Next time you go soft and want to buy them a new toy... try a Hoof (real steer hove's). It is nearly all edible, and what remains at the end, are just 3 small bones and the two hoofs, which can be chewed, and played with for days, weeks, months. When the two hoofs start to get to small they can be thrown away ( and they do have an odor). My Dogs absolutely love this special treat!!
The other thing they love and can enjoy for a very long time are stuffed shin bones, which come with all flavors of stuffing. Once the original stuffing is gone, I smear peanut butter inside for a treat.
I had to find alternatives to soft toys when the dog trainer said "no more toys" Broke my heart to put up all the favorite play things.


----------



## Bob Engelhardt (Feb 14, 2012)

tknafox2 said:


> ... try a Hoof (real steer hove's). ...


Where do you get yours?


----------



## Canadian Expy (Feb 27, 2013)

Rather than focusing on the tough scale for the toy I focus on the shape. I bought a bowmerang tough level 7 and it is still going. The bunny tough level 9 lost its ears and face in the first 30 mins of play. I sewed it back together the best I could so it is still going. I have learned which parts my guy will focus on and destroy and try to avoid those shapes of toys


----------



## emilycn (Jul 30, 2013)

This was Lua's best friend. Then one day, his number came up. RIP Buddy.


----------



## einspänner (Sep 8, 2012)

emilycn said:


> This was Lua's best friend. Then one day, his number came up. RIP Buddy.


You really should give more of a warning for those grisly crime scene photos. 

Scout is usually content to carry her toys around and still has quite a few from her puppy days, so I was quite surprised to look up from my computer the other day and see the entire down stairs covered in white fluff. I suppose she'd been reading the forum again and got ideas. Now she carries it's carcass around in some kind of animalistic ritual. Poor armadillo.


----------



## MCD (May 4, 2013)

Dharma got a ginormous Tough Toy Triceratops for her 1st birthday. It is almost as big as she is. She found a weak spot in the horn on its head and pulled some stuffing out. I fixed it...... she did it again. I fixed it again. Surprisingly enough that particular toy has been alive since the end of May but she is in an on again off again relationship with this particular toy.


----------



## tknafox2 (Apr 2, 2013)

Where do you get yours? 
[/quote]

They have them at most pet stores like Pet Co, Pet Smart, our feed store carries them, I found them on amazon "Merricks"... but they were way more expensive (Prime) then from a pet store. They cost between $6-$8... The whole hoof, not just the toes... they look like someone chopped the steers foot right off its leg. I see that "Red Barn" sells stuffed hoofs...never have tried those.


----------



## ZekieBoysMom (Jul 10, 2014)

einspänner said:


> Now she carries it's carcass around in some kind of animalistic ritual. Poor armadillo.

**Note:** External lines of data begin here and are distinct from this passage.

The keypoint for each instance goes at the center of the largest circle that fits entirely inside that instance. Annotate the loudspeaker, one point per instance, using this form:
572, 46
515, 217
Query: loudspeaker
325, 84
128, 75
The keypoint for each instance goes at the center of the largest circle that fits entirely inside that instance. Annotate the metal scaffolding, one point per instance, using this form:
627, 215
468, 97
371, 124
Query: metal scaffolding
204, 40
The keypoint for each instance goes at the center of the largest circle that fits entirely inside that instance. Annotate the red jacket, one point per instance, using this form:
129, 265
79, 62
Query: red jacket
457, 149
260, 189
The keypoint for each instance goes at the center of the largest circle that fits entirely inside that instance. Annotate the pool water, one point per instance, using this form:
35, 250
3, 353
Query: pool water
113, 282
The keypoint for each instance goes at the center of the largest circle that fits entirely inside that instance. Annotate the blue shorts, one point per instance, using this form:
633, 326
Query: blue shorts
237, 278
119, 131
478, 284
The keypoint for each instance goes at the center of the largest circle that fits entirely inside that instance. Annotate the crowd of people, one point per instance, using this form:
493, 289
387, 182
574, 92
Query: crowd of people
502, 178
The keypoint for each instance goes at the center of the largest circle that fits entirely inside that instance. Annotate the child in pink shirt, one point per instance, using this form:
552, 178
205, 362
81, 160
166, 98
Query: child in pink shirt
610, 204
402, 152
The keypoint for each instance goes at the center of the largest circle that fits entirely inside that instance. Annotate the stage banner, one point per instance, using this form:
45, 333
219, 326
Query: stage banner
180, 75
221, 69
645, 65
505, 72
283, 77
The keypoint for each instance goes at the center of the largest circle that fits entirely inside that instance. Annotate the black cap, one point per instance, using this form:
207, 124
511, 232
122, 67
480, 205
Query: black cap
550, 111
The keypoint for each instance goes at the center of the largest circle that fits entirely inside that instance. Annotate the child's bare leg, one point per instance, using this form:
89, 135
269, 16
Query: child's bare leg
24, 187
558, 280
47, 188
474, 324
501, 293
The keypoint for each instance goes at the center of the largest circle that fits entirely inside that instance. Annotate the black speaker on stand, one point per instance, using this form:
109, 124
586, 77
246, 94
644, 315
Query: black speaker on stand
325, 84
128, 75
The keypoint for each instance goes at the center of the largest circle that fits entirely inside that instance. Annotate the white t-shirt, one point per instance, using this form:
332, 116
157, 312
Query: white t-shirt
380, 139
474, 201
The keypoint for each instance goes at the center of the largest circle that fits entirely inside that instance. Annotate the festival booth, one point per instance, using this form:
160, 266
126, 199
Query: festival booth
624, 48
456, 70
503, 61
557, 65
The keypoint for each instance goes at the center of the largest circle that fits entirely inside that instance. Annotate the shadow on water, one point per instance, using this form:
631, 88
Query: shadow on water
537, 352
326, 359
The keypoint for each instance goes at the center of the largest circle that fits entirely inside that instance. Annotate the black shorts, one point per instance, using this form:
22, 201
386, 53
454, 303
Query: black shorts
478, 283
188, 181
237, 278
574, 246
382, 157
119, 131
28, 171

Zeke promptly removes the stuffing from any soft toys. We even tried once getting him a stuffing-free toy, but he still had to rip open the seams & decapitate the poor critter. He just LOVES the carcasses. ;D We call all his soft toys his "gooses". Two of his favorite gooses are actually the carcasses of former beds that he eventually destroyed. 

He gets all excited when either of us comes home & just HAS to have something in his mouth. Here he's holding the remains of a goose, a loon, a pheasant & a rope toy.


----------



## CrazyCash (Jul 12, 2012)

All's right in the world again - the dogs are sharing the toys and doing their best to rip the stuffing out. The lovers spat is officially over! The lizard is almost gutted and Cash is just getting started on the bird. Like many others, they prefer the carcass - it's their favorite part. . 



















I spoke too soon, the bird is about to be a carcass...


----------